OpenShift provides a mechanism to easily manage container image pull-specs using the ImageStream resource. The ImageStream provides an abstraction which we can manage references to particular container image versions, without losing the unique reference to the image; the running pod references the full sha256 reference for the image. This is very important when you need to show or track the provenance of an image, particularly important when operating applications in production. For more information on container images in OpenShift Online see


As discussed, we do not want to hardcode our database credentials into our code or container image. Using Secrets is a more appropriate method, with as either a datastore configuration or simply username and passwords pairs assigned to environment variables at runtime. I would recommend using Secrets sparingly because you would not want to include these resources in your source code repository. (Unlike your other resources which should be managed like source code). To get started, keep it simple in the beginning, managing secrets through OpenShift tools, before developing more sophisticated methods later, such as build automation, and secrets management, perhaps when your workflow requires Secrets to change frequently, and manual Secret management has become a bottleneck.

You should use secrets for any configuration data that you need to protect, such as credentials, API keys, certificates and SSL keys, for example. For more information on Secrets see


For non-sensitive configuration information, ConfigMaps are more appropriate, and easier to manage. Like Secrets, ConfigMaps consist of key-value pairs, files can be included by simply associating a key with a file’s contents.
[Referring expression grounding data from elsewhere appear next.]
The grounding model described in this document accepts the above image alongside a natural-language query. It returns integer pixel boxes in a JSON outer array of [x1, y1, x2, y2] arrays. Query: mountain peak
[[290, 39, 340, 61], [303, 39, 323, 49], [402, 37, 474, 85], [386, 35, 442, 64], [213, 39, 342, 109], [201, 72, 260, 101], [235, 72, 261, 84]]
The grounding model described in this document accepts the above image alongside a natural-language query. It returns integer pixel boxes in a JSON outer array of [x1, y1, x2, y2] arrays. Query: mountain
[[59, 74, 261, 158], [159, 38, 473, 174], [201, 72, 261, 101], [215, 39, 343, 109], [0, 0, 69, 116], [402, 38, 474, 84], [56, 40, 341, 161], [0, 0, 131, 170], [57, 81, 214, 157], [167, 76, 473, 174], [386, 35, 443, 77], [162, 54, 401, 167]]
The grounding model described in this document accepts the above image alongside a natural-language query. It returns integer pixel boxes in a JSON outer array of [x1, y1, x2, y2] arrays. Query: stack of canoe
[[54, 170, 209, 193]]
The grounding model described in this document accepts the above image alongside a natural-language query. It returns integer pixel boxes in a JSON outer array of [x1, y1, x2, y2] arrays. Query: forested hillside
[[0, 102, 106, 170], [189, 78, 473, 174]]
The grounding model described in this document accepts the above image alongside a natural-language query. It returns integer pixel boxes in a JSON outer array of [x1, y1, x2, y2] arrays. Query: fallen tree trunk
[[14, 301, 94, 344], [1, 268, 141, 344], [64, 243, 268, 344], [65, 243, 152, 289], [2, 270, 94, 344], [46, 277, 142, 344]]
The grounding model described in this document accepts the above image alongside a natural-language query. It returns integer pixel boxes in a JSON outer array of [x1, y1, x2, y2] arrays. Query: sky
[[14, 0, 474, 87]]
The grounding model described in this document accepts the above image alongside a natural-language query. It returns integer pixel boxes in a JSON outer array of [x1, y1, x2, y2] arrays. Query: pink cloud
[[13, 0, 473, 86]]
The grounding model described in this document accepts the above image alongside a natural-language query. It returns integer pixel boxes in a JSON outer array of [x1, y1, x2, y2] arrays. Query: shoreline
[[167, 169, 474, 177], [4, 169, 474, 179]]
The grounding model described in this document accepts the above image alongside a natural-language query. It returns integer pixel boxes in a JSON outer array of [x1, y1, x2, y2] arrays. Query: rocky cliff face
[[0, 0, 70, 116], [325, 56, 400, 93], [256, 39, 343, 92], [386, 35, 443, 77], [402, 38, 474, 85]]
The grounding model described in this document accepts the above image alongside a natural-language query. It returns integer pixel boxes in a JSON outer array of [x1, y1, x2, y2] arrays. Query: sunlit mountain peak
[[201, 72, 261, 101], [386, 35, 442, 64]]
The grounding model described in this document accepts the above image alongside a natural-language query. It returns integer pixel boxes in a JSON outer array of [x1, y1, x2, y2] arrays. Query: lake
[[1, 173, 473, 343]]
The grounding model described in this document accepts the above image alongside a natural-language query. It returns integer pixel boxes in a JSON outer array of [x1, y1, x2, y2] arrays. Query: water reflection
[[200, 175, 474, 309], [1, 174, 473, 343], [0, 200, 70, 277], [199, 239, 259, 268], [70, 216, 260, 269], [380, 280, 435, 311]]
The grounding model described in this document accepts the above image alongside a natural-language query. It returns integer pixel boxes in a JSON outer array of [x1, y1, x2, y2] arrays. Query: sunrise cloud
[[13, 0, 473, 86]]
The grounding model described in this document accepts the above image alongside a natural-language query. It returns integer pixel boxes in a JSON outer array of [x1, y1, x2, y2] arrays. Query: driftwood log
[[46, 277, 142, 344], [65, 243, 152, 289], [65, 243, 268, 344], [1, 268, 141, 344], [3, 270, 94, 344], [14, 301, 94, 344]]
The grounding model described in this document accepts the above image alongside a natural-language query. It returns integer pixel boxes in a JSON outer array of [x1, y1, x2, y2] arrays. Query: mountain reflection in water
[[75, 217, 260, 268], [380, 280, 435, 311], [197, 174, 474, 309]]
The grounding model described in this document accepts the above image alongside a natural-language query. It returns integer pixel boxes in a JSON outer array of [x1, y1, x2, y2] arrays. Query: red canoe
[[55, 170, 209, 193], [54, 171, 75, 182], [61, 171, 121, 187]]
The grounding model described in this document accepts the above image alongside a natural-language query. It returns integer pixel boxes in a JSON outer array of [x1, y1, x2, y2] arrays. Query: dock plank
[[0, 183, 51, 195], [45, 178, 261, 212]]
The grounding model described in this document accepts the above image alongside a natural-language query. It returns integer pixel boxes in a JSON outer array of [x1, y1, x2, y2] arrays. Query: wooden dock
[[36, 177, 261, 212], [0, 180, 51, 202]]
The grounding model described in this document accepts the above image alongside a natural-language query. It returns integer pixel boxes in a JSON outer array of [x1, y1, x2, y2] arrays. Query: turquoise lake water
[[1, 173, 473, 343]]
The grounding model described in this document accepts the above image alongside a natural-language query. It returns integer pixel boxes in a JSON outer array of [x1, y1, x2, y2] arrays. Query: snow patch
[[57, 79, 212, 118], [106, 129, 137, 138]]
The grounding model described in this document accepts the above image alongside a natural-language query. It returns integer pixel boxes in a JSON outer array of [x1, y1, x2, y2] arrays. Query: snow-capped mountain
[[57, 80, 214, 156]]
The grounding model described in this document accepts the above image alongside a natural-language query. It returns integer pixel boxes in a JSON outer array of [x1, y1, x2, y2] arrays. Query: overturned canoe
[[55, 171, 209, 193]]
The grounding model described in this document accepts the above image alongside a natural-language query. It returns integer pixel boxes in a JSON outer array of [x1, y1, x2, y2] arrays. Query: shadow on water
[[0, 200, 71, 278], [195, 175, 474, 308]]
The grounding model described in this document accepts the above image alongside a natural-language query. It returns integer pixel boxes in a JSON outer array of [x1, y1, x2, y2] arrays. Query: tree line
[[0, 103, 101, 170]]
Applications must redeploy in order to make use of ConfigMap changes, but this is similar to the most externalized configuration; you need to restart the process. I would recommend that you manage the source of your configuration files via your preferred source control, ensuring that changes are properly tracked, and making it straightforward to incorporate into your preferred CI/CD pipelines. Externalising configuration as files, or environment variables, makes configuration management much easier than if the configuration is managed within a database, for example. For more information on ConfigMaps see

SSL and domain names

OpenShift Online provides you with a default domain name for your applications, including a valid SSL certificate. However, for anything other than testing, you would probably prefer to use your own subdomain. Using a custom subdomain with OpenShift is as easy as providing a CNAME record to resolve to the default OpenShift Online subdomain, but then you must also source your own SSL certificates for this domain.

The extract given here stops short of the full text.